Mighty Mushroom Stew & Cauliflower Mash!
Warm your soul with this hearty recipe. It tastes so delicious, you won’t believe it’s entirely plant-based!
- 1 Red onion, thinly sliced
- 1 Carrot, peeled and sliced
- 3 Garlic cloves, crushed
- 1 tbsp Balsamic vinegar
- 1 tsp Yeast extract or miso paste
- 1 tbsp Tomato purée (paste)
- 300g/10½oz Portobello mushrooms, roughly chopped
- 200g/7oz Mixed mushrooms, such as shiitake or chestnut, sliced
- 2 tbsp Plain flour
- 350ml/12fl oz (1½ cups) Vegetable stock
- 1 x 390g/13¾oz Can of green lentils, drained and rinsed
- A large handful of baby spinach, washed
- 1 Large head cauliflower, broken into florets
- 2 tbsp Butter, dairy-free if vegan
- 2 Garlic cloves, finely chopped
- A small pinch of ground turmeric (optional)

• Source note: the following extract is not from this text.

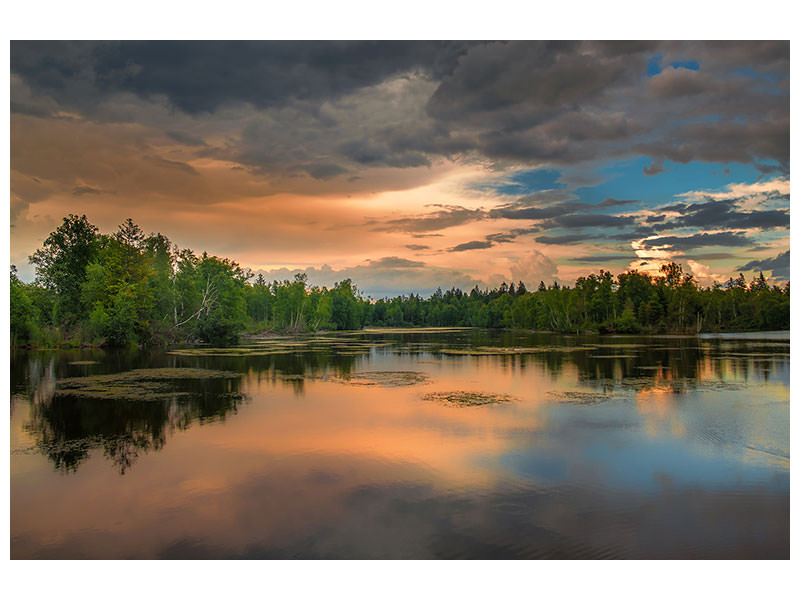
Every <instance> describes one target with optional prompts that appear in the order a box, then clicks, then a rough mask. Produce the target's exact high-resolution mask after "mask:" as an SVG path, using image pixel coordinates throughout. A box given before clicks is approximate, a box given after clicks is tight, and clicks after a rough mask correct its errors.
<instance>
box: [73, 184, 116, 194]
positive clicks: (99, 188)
mask: <svg viewBox="0 0 800 600" xmlns="http://www.w3.org/2000/svg"><path fill="white" fill-rule="evenodd" d="M106 193H109V192H107V191H106V190H102V189H100V188H94V187H92V186H90V185H77V186H75V187H74V188H73V189H72V195H73V196H86V195H92V194H106Z"/></svg>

- 4 tbsp Milk, dairy-free if vegan
- A small handful of chives, chopped
- Sea salt and ground black pepper
STEP 1 – Add oil to a large frying pan over a medium heat and sauté the onion, carrot and garlic for 5 minutes, until softened. Add the vinegar, yeast extract or miso paste, tomato purée and mushrooms and cook for 10 minutes.

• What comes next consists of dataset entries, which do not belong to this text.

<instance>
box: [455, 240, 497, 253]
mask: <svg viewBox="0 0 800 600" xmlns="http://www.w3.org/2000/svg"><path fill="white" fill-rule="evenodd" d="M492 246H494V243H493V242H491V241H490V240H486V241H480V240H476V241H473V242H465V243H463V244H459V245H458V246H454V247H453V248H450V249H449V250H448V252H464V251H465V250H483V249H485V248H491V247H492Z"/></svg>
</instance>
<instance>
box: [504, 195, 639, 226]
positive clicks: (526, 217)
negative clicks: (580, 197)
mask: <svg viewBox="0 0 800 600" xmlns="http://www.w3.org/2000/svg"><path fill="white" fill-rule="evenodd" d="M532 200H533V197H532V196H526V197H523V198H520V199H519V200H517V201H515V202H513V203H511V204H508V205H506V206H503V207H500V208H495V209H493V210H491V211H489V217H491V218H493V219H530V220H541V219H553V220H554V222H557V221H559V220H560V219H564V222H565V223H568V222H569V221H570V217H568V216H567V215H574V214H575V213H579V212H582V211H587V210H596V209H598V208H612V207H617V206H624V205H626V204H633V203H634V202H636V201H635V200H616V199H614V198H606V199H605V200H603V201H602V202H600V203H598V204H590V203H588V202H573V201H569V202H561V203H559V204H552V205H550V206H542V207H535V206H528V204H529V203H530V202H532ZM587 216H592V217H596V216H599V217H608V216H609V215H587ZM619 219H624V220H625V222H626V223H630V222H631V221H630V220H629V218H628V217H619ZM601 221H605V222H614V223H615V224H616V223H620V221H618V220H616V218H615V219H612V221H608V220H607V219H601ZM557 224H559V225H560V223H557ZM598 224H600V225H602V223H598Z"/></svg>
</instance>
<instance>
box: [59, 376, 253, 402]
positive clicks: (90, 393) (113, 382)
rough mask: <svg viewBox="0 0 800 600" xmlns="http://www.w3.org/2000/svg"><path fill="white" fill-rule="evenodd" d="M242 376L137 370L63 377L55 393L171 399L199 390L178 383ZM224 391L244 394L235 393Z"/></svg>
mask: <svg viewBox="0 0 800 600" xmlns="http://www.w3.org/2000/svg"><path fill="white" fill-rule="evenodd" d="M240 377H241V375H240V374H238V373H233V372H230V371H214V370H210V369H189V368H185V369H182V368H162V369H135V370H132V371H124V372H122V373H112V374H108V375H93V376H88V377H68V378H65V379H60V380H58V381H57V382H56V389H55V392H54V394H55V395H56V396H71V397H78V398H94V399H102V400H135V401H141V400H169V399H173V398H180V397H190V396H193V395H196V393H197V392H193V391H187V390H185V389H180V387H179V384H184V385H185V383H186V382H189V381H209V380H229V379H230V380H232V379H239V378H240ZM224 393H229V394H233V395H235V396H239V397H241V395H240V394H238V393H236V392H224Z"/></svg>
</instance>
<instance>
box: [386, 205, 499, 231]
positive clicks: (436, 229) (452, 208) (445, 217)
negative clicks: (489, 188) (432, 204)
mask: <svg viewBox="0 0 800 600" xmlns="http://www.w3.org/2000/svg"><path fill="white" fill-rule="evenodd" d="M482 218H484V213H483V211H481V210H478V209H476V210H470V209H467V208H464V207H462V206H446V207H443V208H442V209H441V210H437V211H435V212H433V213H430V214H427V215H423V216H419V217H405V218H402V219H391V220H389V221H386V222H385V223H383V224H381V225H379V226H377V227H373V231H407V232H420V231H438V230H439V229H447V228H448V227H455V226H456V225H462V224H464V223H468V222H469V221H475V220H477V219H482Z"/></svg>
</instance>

STEP 2 – Stir in the flour until fully incorporated, then pour in the vegetable stock. Bring to the boil, then reduce the heat and simmer for a further 15 minutes until the stew is rich and thick. Stir in the lentils and spinach, allowing the spinach to wilt for a minute in the pan.
STEP 3 – While the stew is cooking, make the cauliflower mash. Bring a medium saucepan of water to the boil and place a colander on top. Add the cauliflower florets to the colander and put a lid on top. Steam for 10 minutes or until they are very soft.
STEP 4 – Drain the pan and add the butter and garlic. Fry over a medium heat for 2 minutes, then stir in the cauliflower. Season with salt and pepper, add the turmeric, if using, and add half of the milk. Mash well with a potato masher, or use a stick blender for a smoother texture, adding more milk if needed. Stir in the chopped chives.